Pyotr Chardynin, whose real name is Krasavchikov, was born in 1991 into a peasant family. In 1991, he was admitted to the Music and Theater School of the Moscow Philharmonic Society. He began his career as an actor and director in provincial theater companies. He achieved his first success by directing Hamlet in 1900. .
In 1908, Pyotr Chardynin met Khanjonkov, for whom he starred in the film Russian Marriage of the 16th Century directed by Vasily Goncharov. .
Pyotr Chardynin made his first film in 1909. The oldest surviving film of his was also made in 1909, Dead Souls (a 160-meter film produced by Khanjonkov). Until 1919, Pyotr Chardynin made approximately 200 films, of which around thirty have survived to this day. .
Alongside his work as a director, Pyotr Chardynin traveled throughout Russia showing talking pictures. In fact, he played the role of a "barker" who commented on the films during the screening. .
In 1910, he created the "first theater on the water - Theater of Two Masks." He staged farces, vaudevilles, and plays of horror. But Chardynin quickly abandoned the theater to devote himself solely to cinema. He then became Khanjonkov's main director. He brought some of his actors with him, including Ivan Mosjoukine. . .

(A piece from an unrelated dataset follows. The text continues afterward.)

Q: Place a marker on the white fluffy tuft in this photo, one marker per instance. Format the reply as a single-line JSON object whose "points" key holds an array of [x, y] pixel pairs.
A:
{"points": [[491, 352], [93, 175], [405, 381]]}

"Unlike Bauer or Starewitch, Chardynin's style was in no way eccentric, but was distinguished by the intelligent and consistent application of "authorial" techniques." His interest in constructing images in deep diagonals (Vadim, The Idiot) became Chardynin's favorite form of staging in the mid-1910s: at the climax of the drama, the hero appears in a deep perspective and, having attracted the viewer's attention, slowly approaches like Hamlet before the monologue (The Precipice (Obryv); The King, the Law and Liberty (Karol, закон и свобода); Mirages (Миражи)). In the films The Precipice and The Brothers (Братья), the director tried for the first time to show a scene indirectly: a gunshot that is fired off-screen is described by filming trembling characters. The first close-ups appeared in Tchardynin's work as early as 1911 (Lights but does not heat (Светит да не греет)). Also in The Precipice, we can see a surprising discovery: the transition from a medium shot to a long shot to make the viewer feel the emptiness of the space surrounding the forgotten grandmother Tatiana Markovna. Tchardynin does not subscribe to the aesthetics of the "Bauer school": the devices of cinematic language only interest him to the extent that they can have a psychological significance. . .

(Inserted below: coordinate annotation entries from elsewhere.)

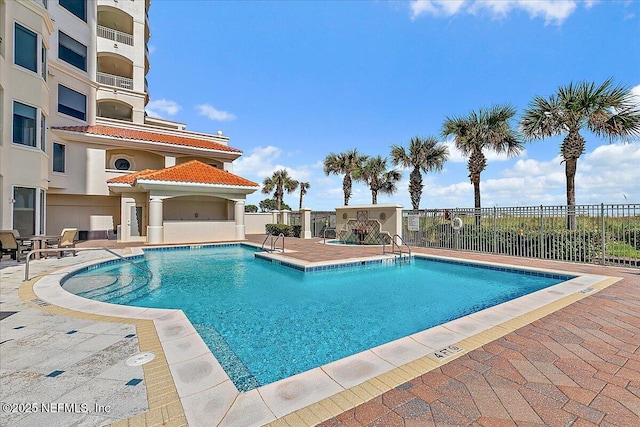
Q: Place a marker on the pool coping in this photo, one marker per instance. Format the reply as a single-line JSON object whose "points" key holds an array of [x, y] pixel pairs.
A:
{"points": [[320, 393]]}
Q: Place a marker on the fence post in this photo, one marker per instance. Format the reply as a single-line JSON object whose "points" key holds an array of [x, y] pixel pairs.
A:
{"points": [[541, 244], [602, 232]]}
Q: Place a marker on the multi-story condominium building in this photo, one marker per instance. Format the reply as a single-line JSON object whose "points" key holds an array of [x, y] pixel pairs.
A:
{"points": [[76, 147]]}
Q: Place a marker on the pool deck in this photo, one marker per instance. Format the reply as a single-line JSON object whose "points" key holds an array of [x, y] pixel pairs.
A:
{"points": [[575, 361]]}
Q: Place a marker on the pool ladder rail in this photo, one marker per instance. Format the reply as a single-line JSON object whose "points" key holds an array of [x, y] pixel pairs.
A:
{"points": [[324, 234], [402, 257], [273, 242], [26, 266]]}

In 1916, Pyotr Chardynin left Khanjonkov's studio, where Bauer had a prominent role in directing. He joined Kharitonov's studio. .
In 1920, at Kharitonov's request, he went to Rome and then to France at the invitation of the Gaumont company. In the autumn of the same year, he arrived in Berlin, where he worked as a director for both cinema and theater. From 1921 to 1923, he shot four films in Latvia, where he received a visit from a representative of the VUFKU (Administration of Photography and Cinema of Ukraine), who convinced him to return to Russia. He then worked in Odessa (at the VUFKU), where he worked on a series of Ukrainian historical-revolutionary films. .
In 1926, the twentieth anniversary of his film career was officially celebrated. But in the early 1930s he was sidelined and died in 1934 of liver cancer.
This biography makes extensive use of the biography published by Yuri Tsivian and Rashit Yanguirov in Velikikinemo (2002).